Post by livinreality on Jan 26, 2013 12:32:14 GMT -5
I am strict, I normally give one warning then time out or other punishment. DS1 is a pretty good kid and the warning normally works, we use the naughty chair 3-4 times a week. I have a few non tolerant things like DS1 called his aunt stupid this week, automatic soap since he knows this is unacceptable. Other immediate punishment things are being purposely mean to DS2 or danger issues (running into the road).
I don't spank, DH does. I don't see with DS1 that it really corrects behavior, I can honestly get better behavior corrections by saying I don't talk to unkind little boys then ignoring him for a couple minutes. I am not against spanking but for DS1 it doesn't do much at this point.
DH is more laid back then I am. I do time out more but that is because I don't think DS should be pushing or smacking DD's fingers off the table. He says that she needs to learn. I said she's 10 months...good luck with that.
We are both different then our parents, which is what we wanted. DS picked up a Christmas gift and of course my MIL is like that isn't yours it's your sister's, so what does a 2 year old do, he gives it to her by means of dropping it on her while she was napping in the PNP. Both grandmas got up and I said they are my kids, she's fine, she never cried nor woke up. I removed Kalvin and told him that he can't do that and why he can't. Well my gestational carrier thought a spanking was in order and I told her the second anyone lays a hand on one of my children will be the last second they ever see us. My gestational carrier spanked as did her boyfriend at the stupidest things (I once asked what the brand name of my undies meant at the age of 9 and I got a beating). I will not spank. DH also stated his parents spanked and he doesn't believe in it either.
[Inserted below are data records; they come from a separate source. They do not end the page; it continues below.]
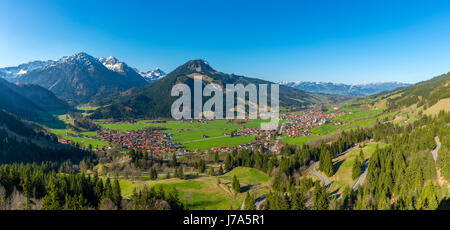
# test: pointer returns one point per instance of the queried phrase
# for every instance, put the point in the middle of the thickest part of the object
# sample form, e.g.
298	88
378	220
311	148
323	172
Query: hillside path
436	150
362	177
280	132
325	181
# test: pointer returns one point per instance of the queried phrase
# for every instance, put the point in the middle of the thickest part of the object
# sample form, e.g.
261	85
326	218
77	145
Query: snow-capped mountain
113	64
153	75
81	78
15	71
120	67
359	89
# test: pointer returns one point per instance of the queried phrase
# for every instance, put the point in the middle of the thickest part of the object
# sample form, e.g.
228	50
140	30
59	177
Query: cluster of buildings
151	140
297	125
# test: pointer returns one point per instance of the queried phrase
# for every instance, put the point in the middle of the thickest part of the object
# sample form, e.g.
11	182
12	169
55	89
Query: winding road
363	175
275	144
325	181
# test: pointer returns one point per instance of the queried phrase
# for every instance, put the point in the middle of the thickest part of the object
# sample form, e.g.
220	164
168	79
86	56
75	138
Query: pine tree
249	202
51	201
357	168
236	185
117	195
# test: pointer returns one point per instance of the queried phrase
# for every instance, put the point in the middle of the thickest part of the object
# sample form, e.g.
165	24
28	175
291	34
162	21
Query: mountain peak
195	66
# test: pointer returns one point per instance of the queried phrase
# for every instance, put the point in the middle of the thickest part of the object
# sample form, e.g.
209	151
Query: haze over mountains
80	78
153	101
358	90
28	101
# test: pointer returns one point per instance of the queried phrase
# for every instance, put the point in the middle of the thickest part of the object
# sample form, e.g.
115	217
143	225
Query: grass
225	141
190	134
203	193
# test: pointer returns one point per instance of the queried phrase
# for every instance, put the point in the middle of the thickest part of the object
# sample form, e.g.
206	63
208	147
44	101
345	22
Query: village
297	125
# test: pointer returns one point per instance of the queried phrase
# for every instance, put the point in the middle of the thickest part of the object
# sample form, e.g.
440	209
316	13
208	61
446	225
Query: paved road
204	139
275	144
259	201
362	177
322	177
435	151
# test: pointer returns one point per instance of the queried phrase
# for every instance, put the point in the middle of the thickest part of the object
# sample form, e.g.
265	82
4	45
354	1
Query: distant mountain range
81	78
364	89
154	100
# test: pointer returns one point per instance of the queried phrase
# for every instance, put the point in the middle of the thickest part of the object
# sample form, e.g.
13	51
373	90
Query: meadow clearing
204	192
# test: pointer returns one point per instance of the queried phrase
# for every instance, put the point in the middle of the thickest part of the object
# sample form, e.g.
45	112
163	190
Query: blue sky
338	41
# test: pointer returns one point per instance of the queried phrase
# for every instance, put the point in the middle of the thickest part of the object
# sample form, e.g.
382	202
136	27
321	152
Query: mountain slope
426	93
81	78
27	101
344	89
21	141
16	71
154	101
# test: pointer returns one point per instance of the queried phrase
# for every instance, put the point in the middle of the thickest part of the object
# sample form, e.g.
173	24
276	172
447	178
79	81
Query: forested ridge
18	143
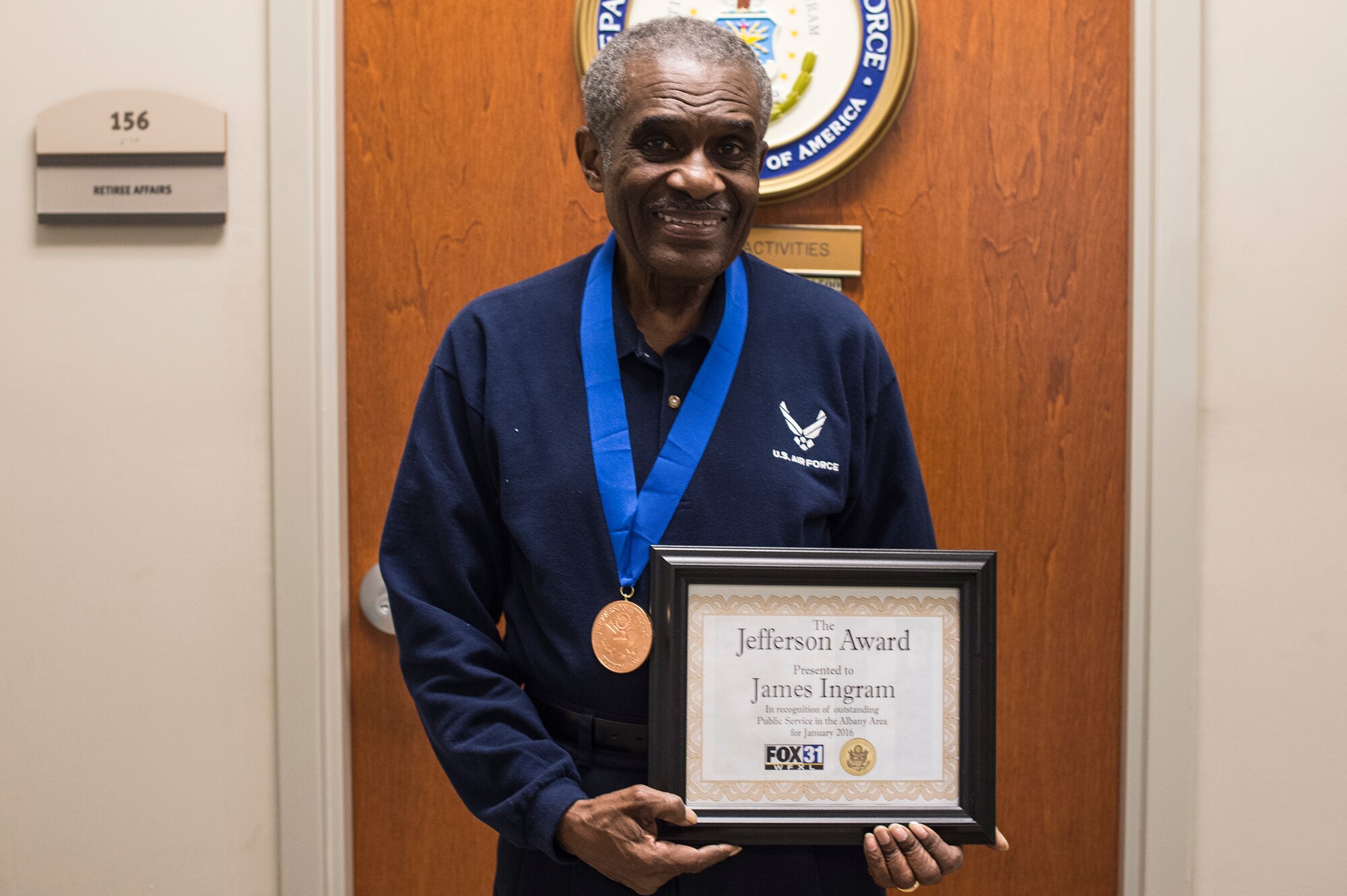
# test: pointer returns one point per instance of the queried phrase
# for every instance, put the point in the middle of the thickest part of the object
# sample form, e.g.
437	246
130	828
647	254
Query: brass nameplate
816	250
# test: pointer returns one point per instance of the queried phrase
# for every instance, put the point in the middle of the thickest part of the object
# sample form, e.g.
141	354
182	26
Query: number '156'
130	120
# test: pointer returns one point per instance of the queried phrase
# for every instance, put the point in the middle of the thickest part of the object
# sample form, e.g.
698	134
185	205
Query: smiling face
681	178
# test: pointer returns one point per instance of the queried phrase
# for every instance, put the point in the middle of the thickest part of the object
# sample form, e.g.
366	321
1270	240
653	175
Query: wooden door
996	269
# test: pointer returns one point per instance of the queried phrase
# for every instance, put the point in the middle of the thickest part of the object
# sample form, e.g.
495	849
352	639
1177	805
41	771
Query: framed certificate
805	696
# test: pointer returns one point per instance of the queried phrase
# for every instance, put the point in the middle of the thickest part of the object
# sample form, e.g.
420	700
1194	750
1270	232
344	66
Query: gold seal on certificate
622	637
857	757
806	696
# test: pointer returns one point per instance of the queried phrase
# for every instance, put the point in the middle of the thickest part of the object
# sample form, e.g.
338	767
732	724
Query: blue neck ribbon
638	521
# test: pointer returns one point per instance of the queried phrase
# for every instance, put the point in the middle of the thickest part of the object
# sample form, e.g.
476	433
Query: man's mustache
693	205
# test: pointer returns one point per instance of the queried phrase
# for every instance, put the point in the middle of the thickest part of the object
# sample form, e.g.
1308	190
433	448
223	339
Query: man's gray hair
605	82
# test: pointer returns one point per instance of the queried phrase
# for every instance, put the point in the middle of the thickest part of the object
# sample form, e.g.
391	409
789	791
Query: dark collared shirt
496	509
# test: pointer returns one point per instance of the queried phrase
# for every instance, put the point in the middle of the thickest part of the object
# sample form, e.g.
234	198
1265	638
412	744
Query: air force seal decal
840	69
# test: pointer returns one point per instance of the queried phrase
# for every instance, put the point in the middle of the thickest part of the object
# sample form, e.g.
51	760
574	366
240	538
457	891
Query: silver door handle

We do lean more AP than we ever thought, but we never read up on Dr. Sears or anything, it was just what was natural to us.
I love reading these responses! We are more AP than we ever thought as well though both believe discipline has its place. But no spanking ever. We use time outs and the loss of privileges a lot. We are also both very matter if fact - if we say there is no TV for not listening to us then there is no TV and end of discussion. Now that DS is almost four he understand more of our reasoning for rules so that makes it easier in a way and harder at the same time because he can argue with us. He likes to argue ;-) I am super curious to see how this will play out with the second child and how they will react if one of them has a privilege taken away for example.
Just going off of our dogs, I'm guessing it will be the same for children and they will laugh at my threats and I'll have to bring dh in for reinforcement.